Previous data in the literature [57,58] have identified and recommended the need to have a consensus on the characteristics of the TEOAE probes across the various manufacture models, which might alter the screening outcomes, especially in borderline screening scenarios. Unfortunately, this aspect was missed completely in all of the UNHS reports presented in this review.

4.6. Some Comments About the Search Engines Using Artificial Intelligence (AI) Interfaces

With the introduction of artificial intelligence tools, the Scopus database offers new possibilities of research, exceeding the standard paradigms of Mesh terms and Boolean operators.
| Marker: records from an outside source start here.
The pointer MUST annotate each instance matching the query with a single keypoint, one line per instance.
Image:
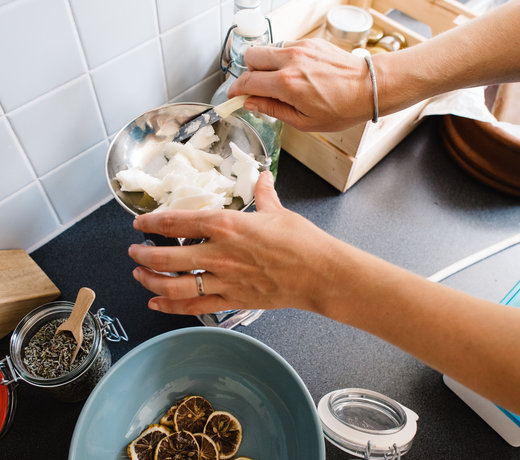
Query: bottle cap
(348, 26)
(367, 424)
(250, 23)
(241, 4)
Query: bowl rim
(78, 428)
(119, 133)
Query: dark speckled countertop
(416, 209)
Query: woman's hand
(272, 258)
(310, 84)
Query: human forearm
(485, 50)
(470, 339)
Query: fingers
(178, 287)
(266, 197)
(168, 258)
(194, 306)
(259, 83)
(266, 57)
(197, 224)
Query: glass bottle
(250, 28)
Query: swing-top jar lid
(250, 23)
(367, 424)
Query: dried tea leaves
(49, 356)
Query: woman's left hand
(271, 258)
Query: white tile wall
(72, 73)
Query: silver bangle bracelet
(368, 60)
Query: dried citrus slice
(180, 445)
(192, 414)
(226, 431)
(143, 447)
(207, 448)
(167, 418)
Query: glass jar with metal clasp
(367, 424)
(73, 386)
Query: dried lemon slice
(143, 447)
(167, 418)
(207, 448)
(192, 414)
(180, 445)
(226, 431)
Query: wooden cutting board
(23, 287)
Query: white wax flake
(135, 180)
(245, 168)
(191, 178)
(204, 138)
(193, 127)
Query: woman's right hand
(310, 84)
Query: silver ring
(200, 286)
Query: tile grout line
(161, 53)
(86, 66)
(36, 178)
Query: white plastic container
(504, 422)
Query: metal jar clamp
(367, 424)
(73, 386)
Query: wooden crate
(342, 158)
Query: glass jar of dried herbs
(43, 360)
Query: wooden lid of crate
(23, 286)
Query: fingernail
(268, 175)
(250, 106)
(132, 250)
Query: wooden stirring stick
(74, 323)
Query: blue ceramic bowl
(233, 371)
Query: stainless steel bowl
(160, 125)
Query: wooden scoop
(74, 323)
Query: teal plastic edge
(513, 299)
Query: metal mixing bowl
(160, 125)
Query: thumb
(266, 198)
(277, 109)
Unfortunately, this approach seems to have a number of limitations. In fact, although useful for many general questions, AI cannot replace the human operator and cannot be used as the sole source of information, as it does not really understand the meaning of words or phrases but relies on statistical models to generate the answers. As an example, we report the answer to a specific question about the aim of this review, where the references quoted are analyzed but the data included are only partial. The question “Which are the European countries where a Universal Neonatal Hearing Screening is active?” was submitted to the SCOPUS AI. The AI tool responded: “Based on the abstracts reported, the countries where Universal Neonatal Hearing Screening (UNHS) is carried out include Poland, France and Switzerland. However, it’s important to note that the abstracts do not provide a comprehensive list of all countries where UNHS is carried out. The information is limited to the countries mentioned in the abstracts, and there may be other countries implementing UNHS that are not covered in the provided abstracts”.
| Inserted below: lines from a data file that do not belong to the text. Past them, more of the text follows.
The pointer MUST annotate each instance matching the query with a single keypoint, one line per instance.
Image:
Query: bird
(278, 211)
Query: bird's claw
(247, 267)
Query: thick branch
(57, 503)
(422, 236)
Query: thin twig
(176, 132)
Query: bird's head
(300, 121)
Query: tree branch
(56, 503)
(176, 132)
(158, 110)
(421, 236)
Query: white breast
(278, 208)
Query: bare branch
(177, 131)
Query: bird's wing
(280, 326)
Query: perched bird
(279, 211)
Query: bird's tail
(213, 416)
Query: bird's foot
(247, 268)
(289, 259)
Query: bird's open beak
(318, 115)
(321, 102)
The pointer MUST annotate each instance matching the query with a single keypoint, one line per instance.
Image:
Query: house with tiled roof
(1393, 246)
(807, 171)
The Scopus AI tool identified 3 out of the 11 papers used in this review. Such a tool can be used as an initial guideline, but obviously needs to become more precise and examine the total lexical content of a manuscript. It should be also mentioned that numerous publications in the literature refer to a specific condition where Artificial Intelligence bots produce fictitious and erroneous information, which is called AI hallucinations [59,60,61]. In this context, the use of AI bots to extract information needs to be constantly monitored till the produced errors are minimal.

4.7. Limitations of the Study

The results obtained from the database queries refer to regional (not national) studies with large datasets (i.e., >1000 subjects) in order to attain a certain solidity of the reported results. A number of studies with significantly smaller sample sizes were also identified but were not included in the body of manuscripts of this review. It might have been more informative to include this sort of study, but all of the contributors to this review were against it.

Another negative aspect of systematic reviews is the fact that they depend on the proper indexing of the databases used. In this context, we might have lost a number of recent papers because they were not properly indexed in Pubmed, Scopus and Google Scholar.

We are also including a remark from an anonymous reviewer who suggested that many European clinical realities might use dedicated AABR/ABR protocols to assess the neonatal population at hand. In this context, the PRISMA review conducted would miss a number of publications where the terms OAE or UNHS were not included. On the other hand, according to the EUScreen practices ALL regional or national programs use a three-phase UNHS protocol, involving OAEs in the first screening stages; therefore, the information not included in this review would reflect the screening outcomes only from small clinical realities.